[RFC] sha1 of fileid naming for knit files

John Arbash Meinel john at arbash-meinel.com
Tue Oct 31 23:40:15 GMT 2006


Lachlan Patrick wrote:
...

> If the problem is 'bad' characters, one solution is to remove the bad
> characters and add the sha1 hash at the end. I've used systems where all
> non-ASCII is mapped to ASCII, spaces map to _ and most punctuation gets
> omitted, so you get mappings from Renée's pie chart.jpg to
> Renees_pie_chart.jpg which is pretty close to the original, but might
> not be unique. Adding a sha1 guarantees uniqueness:
> Renees_pie_chart-a7b64b8f2.jpg but this is even longer.
> 
> If the problem is long names, this may not help at all.
> 
> I don't fully understand the problem, can someone explain it? I *think*
> you might be talking about the double escaping problem on some web
> server setups?
> 
> Loki
> 


We actually already URL encode the names, so that everything is ASCII
characters. It interacts poorly with some web-servers, though, because
they double decode the url escape. It is actually the web-server which
is violating the RFC, but we are the ones triggering the problem.

So we've been trying to avoid doing that.

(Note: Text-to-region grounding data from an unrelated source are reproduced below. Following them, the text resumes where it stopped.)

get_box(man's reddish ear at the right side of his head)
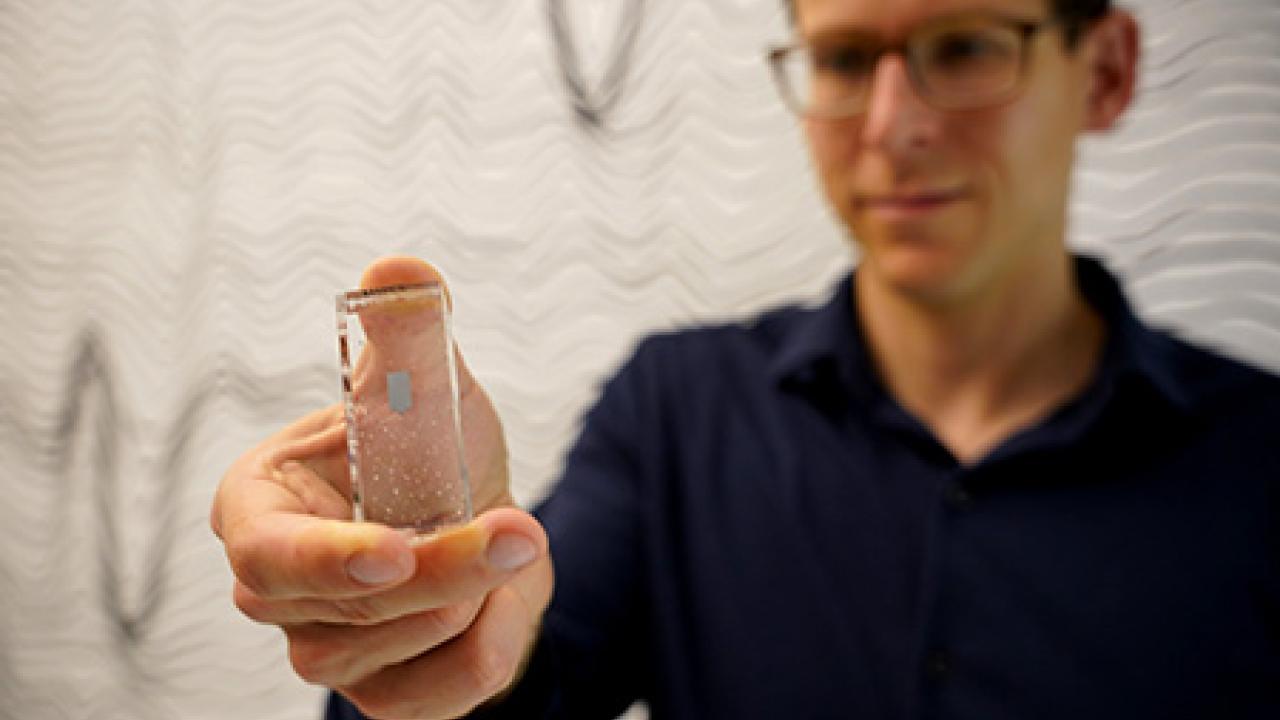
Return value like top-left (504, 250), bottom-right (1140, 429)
top-left (1079, 10), bottom-right (1142, 132)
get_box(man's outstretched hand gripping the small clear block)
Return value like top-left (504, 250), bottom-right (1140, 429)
top-left (211, 258), bottom-right (553, 719)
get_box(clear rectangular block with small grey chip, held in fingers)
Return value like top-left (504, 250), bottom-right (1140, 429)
top-left (338, 284), bottom-right (471, 533)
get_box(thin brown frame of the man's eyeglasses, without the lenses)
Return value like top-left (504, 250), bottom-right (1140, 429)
top-left (765, 13), bottom-right (1070, 120)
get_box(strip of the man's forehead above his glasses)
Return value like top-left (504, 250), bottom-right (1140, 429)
top-left (792, 0), bottom-right (1050, 36)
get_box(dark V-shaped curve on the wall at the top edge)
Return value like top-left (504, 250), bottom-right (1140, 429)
top-left (547, 0), bottom-right (645, 129)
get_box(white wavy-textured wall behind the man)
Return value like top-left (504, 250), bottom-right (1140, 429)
top-left (0, 0), bottom-right (1280, 720)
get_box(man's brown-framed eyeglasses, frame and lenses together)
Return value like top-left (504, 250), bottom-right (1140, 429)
top-left (768, 14), bottom-right (1059, 119)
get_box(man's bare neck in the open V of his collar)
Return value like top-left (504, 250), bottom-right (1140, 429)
top-left (855, 252), bottom-right (1103, 462)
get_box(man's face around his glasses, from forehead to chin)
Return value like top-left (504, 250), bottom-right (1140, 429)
top-left (795, 0), bottom-right (1088, 302)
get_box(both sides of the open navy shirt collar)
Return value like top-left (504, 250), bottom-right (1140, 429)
top-left (769, 255), bottom-right (1190, 410)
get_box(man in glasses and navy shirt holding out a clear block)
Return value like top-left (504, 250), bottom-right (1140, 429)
top-left (212, 0), bottom-right (1280, 719)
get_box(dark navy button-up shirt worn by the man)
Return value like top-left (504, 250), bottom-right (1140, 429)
top-left (328, 259), bottom-right (1280, 720)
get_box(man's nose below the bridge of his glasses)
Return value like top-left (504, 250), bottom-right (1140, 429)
top-left (861, 53), bottom-right (940, 155)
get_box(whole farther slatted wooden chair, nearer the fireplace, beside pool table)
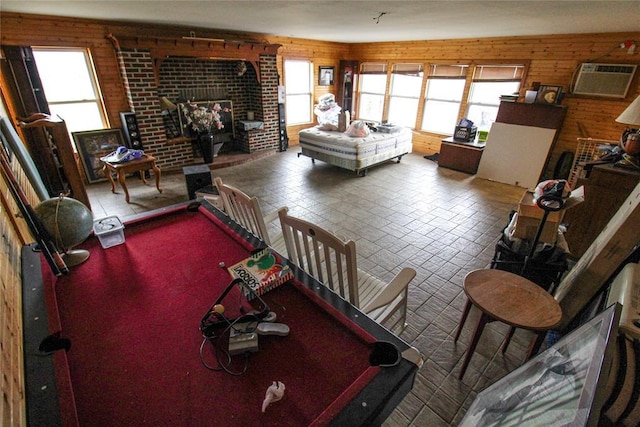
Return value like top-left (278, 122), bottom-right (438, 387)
top-left (214, 177), bottom-right (286, 254)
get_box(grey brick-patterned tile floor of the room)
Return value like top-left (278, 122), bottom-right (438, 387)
top-left (89, 146), bottom-right (531, 427)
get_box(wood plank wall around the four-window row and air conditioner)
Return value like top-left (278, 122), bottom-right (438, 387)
top-left (350, 32), bottom-right (640, 174)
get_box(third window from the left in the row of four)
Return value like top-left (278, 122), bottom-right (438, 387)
top-left (421, 64), bottom-right (469, 135)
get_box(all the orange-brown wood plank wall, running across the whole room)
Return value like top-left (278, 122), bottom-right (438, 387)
top-left (0, 13), bottom-right (640, 164)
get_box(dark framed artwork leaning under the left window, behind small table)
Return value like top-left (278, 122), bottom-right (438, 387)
top-left (72, 128), bottom-right (125, 184)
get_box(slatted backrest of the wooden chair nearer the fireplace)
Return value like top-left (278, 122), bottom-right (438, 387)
top-left (214, 177), bottom-right (271, 245)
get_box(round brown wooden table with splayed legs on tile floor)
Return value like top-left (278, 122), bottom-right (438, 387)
top-left (454, 269), bottom-right (562, 378)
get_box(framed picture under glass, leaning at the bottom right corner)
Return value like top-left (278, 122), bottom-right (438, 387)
top-left (460, 303), bottom-right (622, 427)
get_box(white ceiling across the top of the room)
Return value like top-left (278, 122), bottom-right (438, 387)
top-left (0, 0), bottom-right (640, 43)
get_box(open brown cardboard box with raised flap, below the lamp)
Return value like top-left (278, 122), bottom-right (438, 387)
top-left (512, 187), bottom-right (584, 244)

Just to be clear, these are file-ids, not file names. It happens that we
take the original filename, remove any non-ascii characters, lower case
it, and take the first 20 or so characters, and then add some random
characters on the end to make it unique. Overall, this works pretty
well, and avoids us having to URL escape new file ids.

So the problems are:
1) Old file ids that were generated by bzr before we did as much sanitation.
2) File ids that exist because of conversions from other systems. Like
converting an Arch project to bzr, it re-uses the id's as
Arch-1:arch at name--foobar%category--branch--1.1--patch-0

Which means that 2 people upgrading a project from Arch => bzr get the
same conversion, but has the downside that we don't have as much control
over generating "nice to the filesystem" file ids.

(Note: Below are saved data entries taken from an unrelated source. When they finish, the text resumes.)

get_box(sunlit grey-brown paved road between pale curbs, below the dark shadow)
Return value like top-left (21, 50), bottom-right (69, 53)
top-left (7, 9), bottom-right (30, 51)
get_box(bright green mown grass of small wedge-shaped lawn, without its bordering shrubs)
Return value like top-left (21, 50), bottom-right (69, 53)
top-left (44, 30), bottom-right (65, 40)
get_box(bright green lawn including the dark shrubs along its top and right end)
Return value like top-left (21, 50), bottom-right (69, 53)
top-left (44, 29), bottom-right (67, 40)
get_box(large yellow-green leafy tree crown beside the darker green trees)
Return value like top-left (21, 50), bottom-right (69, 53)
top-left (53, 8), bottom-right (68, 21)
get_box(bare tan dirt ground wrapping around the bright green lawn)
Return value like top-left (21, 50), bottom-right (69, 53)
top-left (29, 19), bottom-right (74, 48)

The bigger abuser of this is bzr-svn, because it has to use rather long
ids to get a unique SVN id. ("svn1:" + UUID of repository + path to
branch + revno file was added, ...)

Anyway, mapping through sha1 would be okay, and it would mean we have
fixed size records, and don't have to worry about escaping the path on
disk. But we really need the reverse mapping first.